Setelah selesai piket kerja di kelompok tani yaitu : membasahi kumbung jamur, memberi makan lele dalam kolam terpal, menyapu halaman belakang Balai RW 08 dan merawat tanaman urban farming di pot-pot, ada cabe makassar dan terong ungu dan terong hijau, kami berempat yaitu saya, Bu Harun, Bu Thomas dan Bu Bambang Evi, ngobrol ngalor-ngidul sambil tertawa cekikikan kalau ada guyonan yang lucu. Tiba-tiba Bu Harun usul, gimana kalau kita beli seragam poktan dan kemana-mana kalau ada kegiatan kita pakai bersama, terus Bu Harun menawarkan menanggung dulu biaya beli kain batiknya dan ongkos jahitnya, nanti kalau sudah jadi kita tinggal membayar dengan cara tunai ataupun mengangsur 3 kali. Wah, ternyata klop dengan pikiran saya, jadi saya tidak usah mengutarakan lagi rencana saya, karena sudah ada yang menawarkan solusi tentang seragam poktan, dan saya sudah bisa menebak jawaban lantang dan serempak anggota poktan elok mekar sari: setujuuuuu !!! Beberapa masukkan, saya catat, untuk diumumkan saat pertemuan poktan minggu depan. Misalnya: untuk model baju, terserah pilihan anggota poktan sendiri, setiap orang mendapat bagian dua meter kain batik berhubung ukuran badannya tidak sama, disarankan model baju atasannya yang biasa saja tidak boleh berlebih, karena yang badannya kecil bisa menutup kekurangan kain untuk yang badannya besar istilahnya nggendong ngindit. Untuk itulah penjahitnya sama yaitu mbak yayuk, langganan ibu-ibu poktan yang tinggal di daerah Bratang. Akhirnya kami sepakat bertiga berangkat ke Mirota, sedangkan Bu Thomas tidak ikut karena akan pergi bersama keluarganya ke Krian.

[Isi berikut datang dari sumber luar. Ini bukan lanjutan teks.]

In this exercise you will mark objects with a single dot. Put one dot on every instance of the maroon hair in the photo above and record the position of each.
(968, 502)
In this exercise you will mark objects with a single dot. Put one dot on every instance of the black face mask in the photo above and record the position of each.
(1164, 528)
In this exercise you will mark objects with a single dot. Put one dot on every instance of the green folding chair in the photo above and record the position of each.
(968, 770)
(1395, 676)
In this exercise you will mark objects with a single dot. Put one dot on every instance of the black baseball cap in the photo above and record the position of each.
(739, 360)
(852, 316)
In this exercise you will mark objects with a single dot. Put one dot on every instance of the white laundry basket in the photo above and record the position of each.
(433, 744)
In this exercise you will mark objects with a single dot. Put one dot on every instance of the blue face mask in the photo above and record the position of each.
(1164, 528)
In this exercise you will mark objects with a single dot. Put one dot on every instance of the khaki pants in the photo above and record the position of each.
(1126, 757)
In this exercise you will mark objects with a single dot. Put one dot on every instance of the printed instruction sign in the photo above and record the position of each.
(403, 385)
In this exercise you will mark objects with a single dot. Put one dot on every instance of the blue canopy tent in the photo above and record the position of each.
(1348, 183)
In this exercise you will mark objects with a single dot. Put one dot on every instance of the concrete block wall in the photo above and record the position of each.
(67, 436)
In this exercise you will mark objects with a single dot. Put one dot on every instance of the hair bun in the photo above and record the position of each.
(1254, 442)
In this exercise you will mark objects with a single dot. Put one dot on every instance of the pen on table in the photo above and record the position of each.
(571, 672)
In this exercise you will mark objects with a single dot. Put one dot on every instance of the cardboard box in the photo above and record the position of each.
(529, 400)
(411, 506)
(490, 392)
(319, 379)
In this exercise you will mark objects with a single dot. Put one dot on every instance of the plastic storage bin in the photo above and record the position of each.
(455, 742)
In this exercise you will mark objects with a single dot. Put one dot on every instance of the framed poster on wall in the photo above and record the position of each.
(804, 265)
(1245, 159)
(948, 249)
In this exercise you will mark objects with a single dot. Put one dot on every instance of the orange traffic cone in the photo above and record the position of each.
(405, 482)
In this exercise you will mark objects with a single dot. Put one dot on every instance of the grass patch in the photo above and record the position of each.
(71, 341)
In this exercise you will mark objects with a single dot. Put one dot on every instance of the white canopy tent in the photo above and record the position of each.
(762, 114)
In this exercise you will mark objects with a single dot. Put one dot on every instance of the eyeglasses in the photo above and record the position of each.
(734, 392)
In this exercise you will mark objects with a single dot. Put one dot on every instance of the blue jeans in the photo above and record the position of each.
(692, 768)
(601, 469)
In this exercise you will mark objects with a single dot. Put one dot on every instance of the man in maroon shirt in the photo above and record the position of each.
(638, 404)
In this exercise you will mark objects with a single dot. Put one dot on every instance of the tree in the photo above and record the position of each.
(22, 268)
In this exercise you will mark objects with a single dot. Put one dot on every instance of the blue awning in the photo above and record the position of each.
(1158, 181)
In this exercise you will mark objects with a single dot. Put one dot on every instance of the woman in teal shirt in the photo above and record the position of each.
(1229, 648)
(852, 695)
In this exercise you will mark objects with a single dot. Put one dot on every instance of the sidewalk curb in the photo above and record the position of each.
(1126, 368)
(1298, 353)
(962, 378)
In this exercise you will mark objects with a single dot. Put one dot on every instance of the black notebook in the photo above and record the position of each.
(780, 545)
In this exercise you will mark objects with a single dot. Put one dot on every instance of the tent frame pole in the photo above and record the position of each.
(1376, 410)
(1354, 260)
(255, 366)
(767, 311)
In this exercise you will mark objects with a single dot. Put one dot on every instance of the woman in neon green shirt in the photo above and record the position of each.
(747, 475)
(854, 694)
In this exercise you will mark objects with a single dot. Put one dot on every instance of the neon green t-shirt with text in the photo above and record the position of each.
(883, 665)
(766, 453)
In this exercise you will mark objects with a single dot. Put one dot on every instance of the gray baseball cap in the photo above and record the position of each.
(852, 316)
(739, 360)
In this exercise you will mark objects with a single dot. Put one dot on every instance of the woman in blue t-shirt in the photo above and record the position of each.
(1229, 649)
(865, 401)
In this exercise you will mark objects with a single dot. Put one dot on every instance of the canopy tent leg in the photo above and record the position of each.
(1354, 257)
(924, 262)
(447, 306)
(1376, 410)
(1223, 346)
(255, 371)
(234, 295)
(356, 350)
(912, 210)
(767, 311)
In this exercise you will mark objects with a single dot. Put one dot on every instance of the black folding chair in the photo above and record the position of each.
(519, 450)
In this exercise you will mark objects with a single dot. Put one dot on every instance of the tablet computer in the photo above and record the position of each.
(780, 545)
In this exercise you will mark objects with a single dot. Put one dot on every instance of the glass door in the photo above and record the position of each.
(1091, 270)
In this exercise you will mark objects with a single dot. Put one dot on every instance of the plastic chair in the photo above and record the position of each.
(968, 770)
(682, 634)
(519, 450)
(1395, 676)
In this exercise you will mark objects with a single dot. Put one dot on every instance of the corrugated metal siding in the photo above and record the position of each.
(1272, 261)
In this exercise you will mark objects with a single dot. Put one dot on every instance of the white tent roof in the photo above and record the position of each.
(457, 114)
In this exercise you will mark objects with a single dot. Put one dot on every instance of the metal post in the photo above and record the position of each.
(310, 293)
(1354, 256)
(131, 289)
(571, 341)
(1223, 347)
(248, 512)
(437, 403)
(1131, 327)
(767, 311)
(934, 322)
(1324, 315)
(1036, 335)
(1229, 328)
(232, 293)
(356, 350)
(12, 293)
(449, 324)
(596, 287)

Tiba di Mirota, kami langsung menuju ke tempat khusus kain batik aneka motif dan warna, yang ditata dengan rapi dan menarik, sehingga membuat pengunjung bingung untuk menentukan pilihan karena semua bagus dan indah, serasa ingin memiliki semua. Memilih kain batik untuk dipakai tiga puluh orang atau sekitar enam puluh meter kain dengan motif bertema lele, ternyata bukan perkara yang mudah. Bila sudah ketemu motif yang cocok, tetapi pas diukur ternyata tidak sampai ukuran yang dibutuhkan, ada warna yang pas ngejrengnya tapi temanya gak pas, ketika sudah menunjuk gambar yang tepat tapi warnanya yang suram. Dengan mimik serius sembari mata terus melotot, kami membolak-balik tumpukan kain, sampai gulungan kain terbawahpun kami angkat naik keatas tumpukkan. Hal tersebut kami lakukan berulang-ulang sampai kami yakin bahwa warna dan temanya kurang cocok dengan yang kami cari. Keringat yang menetes tak terasakan, kakipun rasanya sudah tak sanggup menyangga badan karena tanpa disadari sudah 3 jam kita berdiri dan berjalan kesana-kemari, untuk mencari yang tepat. Saya dan Bu Bambang Evi akhirnya mengangkat bendera putih tanda menyerah, kita langsung duduk di karpet sambil terus menguap karena sudah jenuh dan capek. Yang tetap bertahan mencari dengan jeli, telaten dan cermat adalah Bu Harun, beliaulah yang menjadi pemenangnya. Beliau telah berhasil menemukan kain batik warna hijau lumut dan ada motif lelenya serta ukuran yang dibutuhkan tersedia. Rasanya mak plong...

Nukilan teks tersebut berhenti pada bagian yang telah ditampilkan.